Already? Clinton campaign sees “sexism” everywhere

By Dave Andrusko


Happier times when Hillary Clinton thanked Sen. Bernie Sanders for helping her deal with the controversy over her use of a private email server while serving as Secretary of State.

This was going to be the final post for Friday but I ran out of time. It was scheduled to be the last post today and will be shoehorned in it because what it says is a precursor of what we can expect if, as is widely expected, pro-abortion Hillary Clinton is the Democratic presidential nominee.

Spoiler alert. My conclusion is there is virtually nothing any candidate can say that even mildly disagrees with the former Secretary of State that her campaign won’t scream is clear-cut evidence of “sexism. Come to think of it, you don’t have to say anything critical: the Clinton team will take the mildest comments and offer them as reason to jump to DEFCON One.

The evidence this time is courtesy of her only substantive rival: the hapless Democratic Socialist Senator from Vermont, Bernie Sanders. Here’s the lead from a story in POLITICO written by Annie Karni:

The once respectful Democratic primary has devolved into a slugfest about gender, with Hillary Clinton surrogates expressing outrage over how Bernie Sanders is conducting his campaign – even calling for him to fire his staff over alleged sexist remarks.

Sounds pretty ominous. What did old Bernie do to incur the wrath of the Clinton fundraisers?

According to Christine Quinn, “the former New York City Council speaker who sits on Clinton’s New York Leadership Council and fundraises for her campaign,” she was “stunned that a man like Bernie Sanders, who has clearly committed his life to making the country a better place, would get sucked into this very dangerous rhetoric, which perpetuates sexist and misogynistic stereotypes.”

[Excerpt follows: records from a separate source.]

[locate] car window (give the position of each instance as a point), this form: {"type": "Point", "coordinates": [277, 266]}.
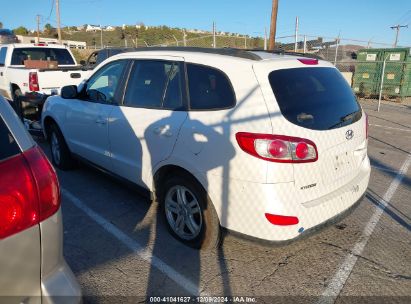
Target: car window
{"type": "Point", "coordinates": [154, 84]}
{"type": "Point", "coordinates": [3, 52]}
{"type": "Point", "coordinates": [102, 86]}
{"type": "Point", "coordinates": [315, 98]}
{"type": "Point", "coordinates": [209, 88]}
{"type": "Point", "coordinates": [62, 56]}
{"type": "Point", "coordinates": [8, 144]}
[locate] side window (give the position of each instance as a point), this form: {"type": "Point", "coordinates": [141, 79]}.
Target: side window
{"type": "Point", "coordinates": [154, 84]}
{"type": "Point", "coordinates": [3, 52]}
{"type": "Point", "coordinates": [8, 144]}
{"type": "Point", "coordinates": [102, 86]}
{"type": "Point", "coordinates": [209, 88]}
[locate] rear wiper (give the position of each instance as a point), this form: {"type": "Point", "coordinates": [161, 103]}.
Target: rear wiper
{"type": "Point", "coordinates": [348, 116]}
{"type": "Point", "coordinates": [343, 119]}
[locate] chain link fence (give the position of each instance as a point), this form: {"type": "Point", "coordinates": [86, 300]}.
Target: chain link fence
{"type": "Point", "coordinates": [375, 71]}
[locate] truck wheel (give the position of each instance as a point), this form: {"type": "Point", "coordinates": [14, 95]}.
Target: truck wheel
{"type": "Point", "coordinates": [60, 153]}
{"type": "Point", "coordinates": [189, 212]}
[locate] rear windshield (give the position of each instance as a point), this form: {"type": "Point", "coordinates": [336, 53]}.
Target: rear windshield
{"type": "Point", "coordinates": [62, 56]}
{"type": "Point", "coordinates": [8, 145]}
{"type": "Point", "coordinates": [315, 98]}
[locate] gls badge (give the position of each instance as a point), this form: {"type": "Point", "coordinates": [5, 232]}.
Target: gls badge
{"type": "Point", "coordinates": [349, 134]}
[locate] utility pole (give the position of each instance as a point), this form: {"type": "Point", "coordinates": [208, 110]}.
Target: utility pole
{"type": "Point", "coordinates": [336, 48]}
{"type": "Point", "coordinates": [273, 25]}
{"type": "Point", "coordinates": [214, 35]}
{"type": "Point", "coordinates": [58, 20]}
{"type": "Point", "coordinates": [184, 38]}
{"type": "Point", "coordinates": [397, 27]}
{"type": "Point", "coordinates": [38, 28]}
{"type": "Point", "coordinates": [101, 36]}
{"type": "Point", "coordinates": [296, 35]}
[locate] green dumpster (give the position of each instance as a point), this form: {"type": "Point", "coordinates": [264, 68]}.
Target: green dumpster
{"type": "Point", "coordinates": [367, 79]}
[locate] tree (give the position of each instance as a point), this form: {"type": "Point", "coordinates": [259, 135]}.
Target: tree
{"type": "Point", "coordinates": [21, 30]}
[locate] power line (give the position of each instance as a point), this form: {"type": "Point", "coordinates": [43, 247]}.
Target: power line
{"type": "Point", "coordinates": [51, 9]}
{"type": "Point", "coordinates": [404, 17]}
{"type": "Point", "coordinates": [273, 25]}
{"type": "Point", "coordinates": [397, 27]}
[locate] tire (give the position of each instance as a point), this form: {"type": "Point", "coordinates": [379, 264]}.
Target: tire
{"type": "Point", "coordinates": [196, 208]}
{"type": "Point", "coordinates": [60, 153]}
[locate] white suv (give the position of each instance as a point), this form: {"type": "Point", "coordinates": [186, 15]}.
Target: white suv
{"type": "Point", "coordinates": [267, 145]}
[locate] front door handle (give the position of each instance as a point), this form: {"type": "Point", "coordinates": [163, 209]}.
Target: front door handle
{"type": "Point", "coordinates": [163, 131]}
{"type": "Point", "coordinates": [101, 121]}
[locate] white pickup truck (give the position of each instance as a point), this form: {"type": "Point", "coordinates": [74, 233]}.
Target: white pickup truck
{"type": "Point", "coordinates": [29, 73]}
{"type": "Point", "coordinates": [17, 79]}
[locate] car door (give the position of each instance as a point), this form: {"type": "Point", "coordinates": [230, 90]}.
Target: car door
{"type": "Point", "coordinates": [3, 85]}
{"type": "Point", "coordinates": [86, 128]}
{"type": "Point", "coordinates": [144, 129]}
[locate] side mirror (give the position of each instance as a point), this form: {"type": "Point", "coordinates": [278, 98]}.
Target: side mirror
{"type": "Point", "coordinates": [69, 92]}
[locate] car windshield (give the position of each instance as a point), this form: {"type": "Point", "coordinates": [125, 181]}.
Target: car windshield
{"type": "Point", "coordinates": [315, 98]}
{"type": "Point", "coordinates": [62, 56]}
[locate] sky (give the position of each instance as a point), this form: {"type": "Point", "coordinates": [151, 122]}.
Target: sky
{"type": "Point", "coordinates": [355, 19]}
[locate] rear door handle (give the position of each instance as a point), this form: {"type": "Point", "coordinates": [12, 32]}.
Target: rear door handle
{"type": "Point", "coordinates": [101, 121]}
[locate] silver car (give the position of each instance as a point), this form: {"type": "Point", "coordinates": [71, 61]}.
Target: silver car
{"type": "Point", "coordinates": [32, 267]}
{"type": "Point", "coordinates": [7, 36]}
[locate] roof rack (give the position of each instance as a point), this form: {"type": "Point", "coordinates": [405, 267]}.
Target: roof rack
{"type": "Point", "coordinates": [240, 53]}
{"type": "Point", "coordinates": [284, 52]}
{"type": "Point", "coordinates": [219, 51]}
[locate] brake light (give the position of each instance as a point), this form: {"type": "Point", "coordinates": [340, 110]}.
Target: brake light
{"type": "Point", "coordinates": [278, 148]}
{"type": "Point", "coordinates": [33, 82]}
{"type": "Point", "coordinates": [47, 183]}
{"type": "Point", "coordinates": [308, 61]}
{"type": "Point", "coordinates": [366, 126]}
{"type": "Point", "coordinates": [281, 220]}
{"type": "Point", "coordinates": [29, 192]}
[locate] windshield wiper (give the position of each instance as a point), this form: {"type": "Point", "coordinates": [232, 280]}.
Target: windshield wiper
{"type": "Point", "coordinates": [343, 120]}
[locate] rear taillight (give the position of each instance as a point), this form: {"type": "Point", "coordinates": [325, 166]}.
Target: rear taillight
{"type": "Point", "coordinates": [29, 192]}
{"type": "Point", "coordinates": [47, 183]}
{"type": "Point", "coordinates": [366, 126]}
{"type": "Point", "coordinates": [33, 82]}
{"type": "Point", "coordinates": [281, 220]}
{"type": "Point", "coordinates": [278, 148]}
{"type": "Point", "coordinates": [308, 61]}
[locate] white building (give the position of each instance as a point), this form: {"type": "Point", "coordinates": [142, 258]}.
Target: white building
{"type": "Point", "coordinates": [109, 28]}
{"type": "Point", "coordinates": [70, 43]}
{"type": "Point", "coordinates": [93, 28]}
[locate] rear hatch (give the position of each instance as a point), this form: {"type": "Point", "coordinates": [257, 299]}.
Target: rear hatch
{"type": "Point", "coordinates": [317, 104]}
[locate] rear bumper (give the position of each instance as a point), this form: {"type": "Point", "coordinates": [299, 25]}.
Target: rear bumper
{"type": "Point", "coordinates": [58, 284]}
{"type": "Point", "coordinates": [249, 202]}
{"type": "Point", "coordinates": [61, 287]}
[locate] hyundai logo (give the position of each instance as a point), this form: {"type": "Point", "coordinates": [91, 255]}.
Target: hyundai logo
{"type": "Point", "coordinates": [349, 134]}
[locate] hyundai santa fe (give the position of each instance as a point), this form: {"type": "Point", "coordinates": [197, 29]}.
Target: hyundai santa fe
{"type": "Point", "coordinates": [33, 269]}
{"type": "Point", "coordinates": [266, 145]}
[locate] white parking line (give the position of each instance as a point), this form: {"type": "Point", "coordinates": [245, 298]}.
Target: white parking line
{"type": "Point", "coordinates": [143, 253]}
{"type": "Point", "coordinates": [379, 168]}
{"type": "Point", "coordinates": [338, 281]}
{"type": "Point", "coordinates": [385, 127]}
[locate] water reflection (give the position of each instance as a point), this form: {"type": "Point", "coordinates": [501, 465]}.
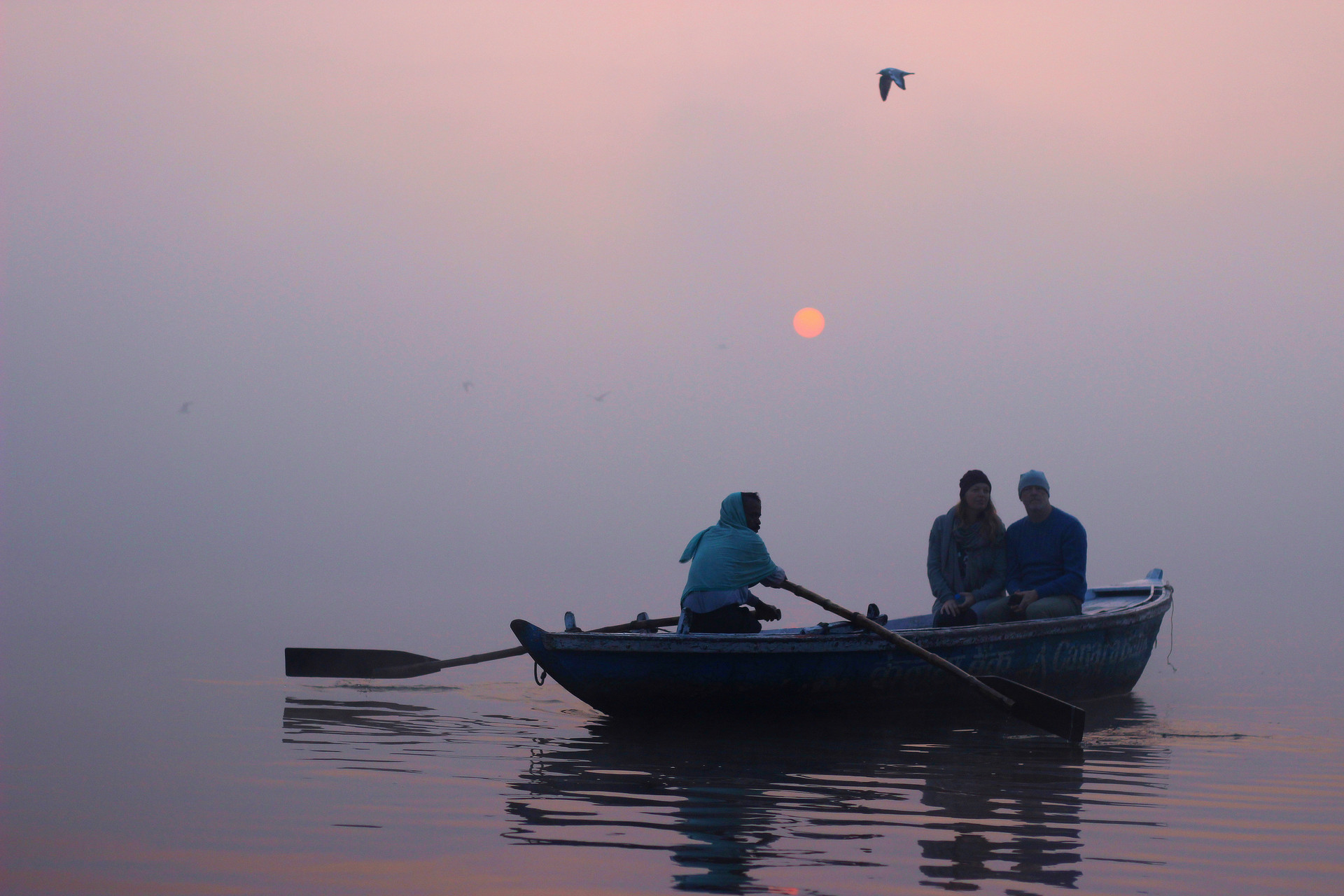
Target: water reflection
{"type": "Point", "coordinates": [733, 801]}
{"type": "Point", "coordinates": [726, 799]}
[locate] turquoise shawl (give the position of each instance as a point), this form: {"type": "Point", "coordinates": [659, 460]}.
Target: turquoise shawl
{"type": "Point", "coordinates": [729, 555]}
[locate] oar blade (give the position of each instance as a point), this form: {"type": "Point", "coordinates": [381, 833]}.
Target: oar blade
{"type": "Point", "coordinates": [336, 663]}
{"type": "Point", "coordinates": [1041, 710]}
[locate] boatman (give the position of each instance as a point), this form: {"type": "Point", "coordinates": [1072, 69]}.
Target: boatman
{"type": "Point", "coordinates": [727, 559]}
{"type": "Point", "coordinates": [1047, 559]}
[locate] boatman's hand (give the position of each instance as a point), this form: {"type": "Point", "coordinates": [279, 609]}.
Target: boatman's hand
{"type": "Point", "coordinates": [768, 613]}
{"type": "Point", "coordinates": [953, 605]}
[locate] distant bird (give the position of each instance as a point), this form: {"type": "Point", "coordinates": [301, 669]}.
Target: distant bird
{"type": "Point", "coordinates": [891, 77]}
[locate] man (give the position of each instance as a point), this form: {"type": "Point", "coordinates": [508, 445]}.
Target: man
{"type": "Point", "coordinates": [1047, 559]}
{"type": "Point", "coordinates": [727, 559]}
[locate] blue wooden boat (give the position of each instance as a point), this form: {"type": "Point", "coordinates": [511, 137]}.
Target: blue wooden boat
{"type": "Point", "coordinates": [1100, 653]}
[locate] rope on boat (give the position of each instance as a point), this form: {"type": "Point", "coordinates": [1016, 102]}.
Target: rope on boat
{"type": "Point", "coordinates": [1171, 629]}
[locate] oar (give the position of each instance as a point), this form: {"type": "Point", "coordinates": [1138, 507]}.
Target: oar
{"type": "Point", "coordinates": [336, 663]}
{"type": "Point", "coordinates": [1035, 708]}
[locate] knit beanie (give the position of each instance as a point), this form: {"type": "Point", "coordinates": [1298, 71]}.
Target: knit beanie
{"type": "Point", "coordinates": [972, 477]}
{"type": "Point", "coordinates": [1032, 477]}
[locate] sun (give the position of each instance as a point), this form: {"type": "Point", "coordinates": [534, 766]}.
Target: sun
{"type": "Point", "coordinates": [809, 323]}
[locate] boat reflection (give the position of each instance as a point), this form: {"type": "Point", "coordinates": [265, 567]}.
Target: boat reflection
{"type": "Point", "coordinates": [724, 799]}
{"type": "Point", "coordinates": [734, 801]}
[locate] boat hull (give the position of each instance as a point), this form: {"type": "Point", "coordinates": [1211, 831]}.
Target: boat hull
{"type": "Point", "coordinates": [1074, 659]}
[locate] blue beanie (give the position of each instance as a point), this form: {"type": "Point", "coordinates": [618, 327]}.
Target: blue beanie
{"type": "Point", "coordinates": [1032, 477]}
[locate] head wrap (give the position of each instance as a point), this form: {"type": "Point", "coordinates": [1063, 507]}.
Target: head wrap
{"type": "Point", "coordinates": [974, 477]}
{"type": "Point", "coordinates": [727, 555]}
{"type": "Point", "coordinates": [1032, 477]}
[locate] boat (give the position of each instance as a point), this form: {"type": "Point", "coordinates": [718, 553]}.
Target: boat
{"type": "Point", "coordinates": [834, 665]}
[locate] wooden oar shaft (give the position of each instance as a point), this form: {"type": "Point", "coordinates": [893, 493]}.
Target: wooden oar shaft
{"type": "Point", "coordinates": [425, 668]}
{"type": "Point", "coordinates": [882, 631]}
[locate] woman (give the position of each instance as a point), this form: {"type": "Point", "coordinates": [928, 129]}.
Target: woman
{"type": "Point", "coordinates": [967, 559]}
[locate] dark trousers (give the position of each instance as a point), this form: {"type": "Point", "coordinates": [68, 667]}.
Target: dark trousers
{"type": "Point", "coordinates": [730, 620]}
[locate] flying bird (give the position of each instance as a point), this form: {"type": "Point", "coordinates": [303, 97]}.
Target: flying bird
{"type": "Point", "coordinates": [891, 77]}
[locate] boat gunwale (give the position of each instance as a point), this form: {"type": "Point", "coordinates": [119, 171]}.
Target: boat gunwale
{"type": "Point", "coordinates": [858, 641]}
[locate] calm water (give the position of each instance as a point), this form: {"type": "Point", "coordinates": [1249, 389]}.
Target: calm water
{"type": "Point", "coordinates": [1200, 782]}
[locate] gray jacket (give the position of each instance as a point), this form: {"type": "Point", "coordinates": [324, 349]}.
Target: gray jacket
{"type": "Point", "coordinates": [987, 566]}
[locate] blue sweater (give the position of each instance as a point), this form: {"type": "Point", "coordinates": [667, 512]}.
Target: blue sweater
{"type": "Point", "coordinates": [1049, 558]}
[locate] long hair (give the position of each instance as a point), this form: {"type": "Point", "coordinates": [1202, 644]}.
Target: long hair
{"type": "Point", "coordinates": [993, 526]}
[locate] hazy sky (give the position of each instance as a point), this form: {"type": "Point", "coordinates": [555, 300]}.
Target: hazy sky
{"type": "Point", "coordinates": [1098, 239]}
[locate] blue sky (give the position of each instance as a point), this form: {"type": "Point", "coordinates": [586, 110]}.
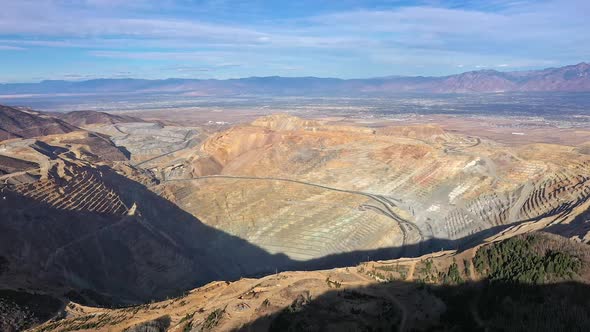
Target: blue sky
{"type": "Point", "coordinates": [75, 40]}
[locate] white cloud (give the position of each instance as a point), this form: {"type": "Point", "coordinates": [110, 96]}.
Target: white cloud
{"type": "Point", "coordinates": [11, 48]}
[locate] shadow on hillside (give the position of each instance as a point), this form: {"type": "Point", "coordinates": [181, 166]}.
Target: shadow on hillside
{"type": "Point", "coordinates": [398, 305]}
{"type": "Point", "coordinates": [159, 252]}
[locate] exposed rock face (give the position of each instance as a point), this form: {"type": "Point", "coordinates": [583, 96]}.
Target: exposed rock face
{"type": "Point", "coordinates": [22, 124]}
{"type": "Point", "coordinates": [417, 187]}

One more time. What sexist words escaped Sanders’ mouth? (And I am not–repeat not–making the following up):

Quinn, who ran for New York City mayor in 2013, said a recent Bloomberg Politics story that quoted Sanders campaign manager Jeff Weaver joking that “we’re willing to consider her for vice president…we’ll even interview her” was beyond the pale.

“Seriously? Seriously? The absurdity of that statement almost merits no response. How arrogant and sexist can you be? It’s not OK to let people with a long progressive record get away with being sexist.”

Huh? He is running against Clinton, right? Is he supposed to just hand her the keys to the nomination and, with a spare key, lock even the remotest hint of humor in the closet?

But it turns out there is history, or herstory, to this pretend slam.

Sanders’ predicament [really?] has its roots in the first Democratic debate earlier this month, when the Vermont senator said “all the shouting in the world” won’t fix the country’s systemic problem with gun violence — a comment Clinton and her allies have since interpreted as an implicitly sexist filleting of the former secretary of state.

Where in the name of non-sequiturs did that come from?

But the funniest example of faux anger–and I did, honestly, laugh out loud when I read it–came a couple of paragraphs later:

The episode led Clinton’s allies to publicly leap to her defense, while also quietly predicting the wide gender gap between the candidates will only spread in Clinton’s favor the more she looks like a strong woman under attack by a male opponent.

Let me see if I get this straight. This “strong woman” hides behind surrogates–political hacks such as Quinn and the communications director from EMILY’s List, which ONLY supports militantly pro-abortion female Democrats–and conjures up a wholly imaginary “attack” from a guy who did his best at the first debate to defuse the question of Clinton’s highly controversial use of a private email server while serving as Secretary of State?

You cannot–cannot–make this stuff up.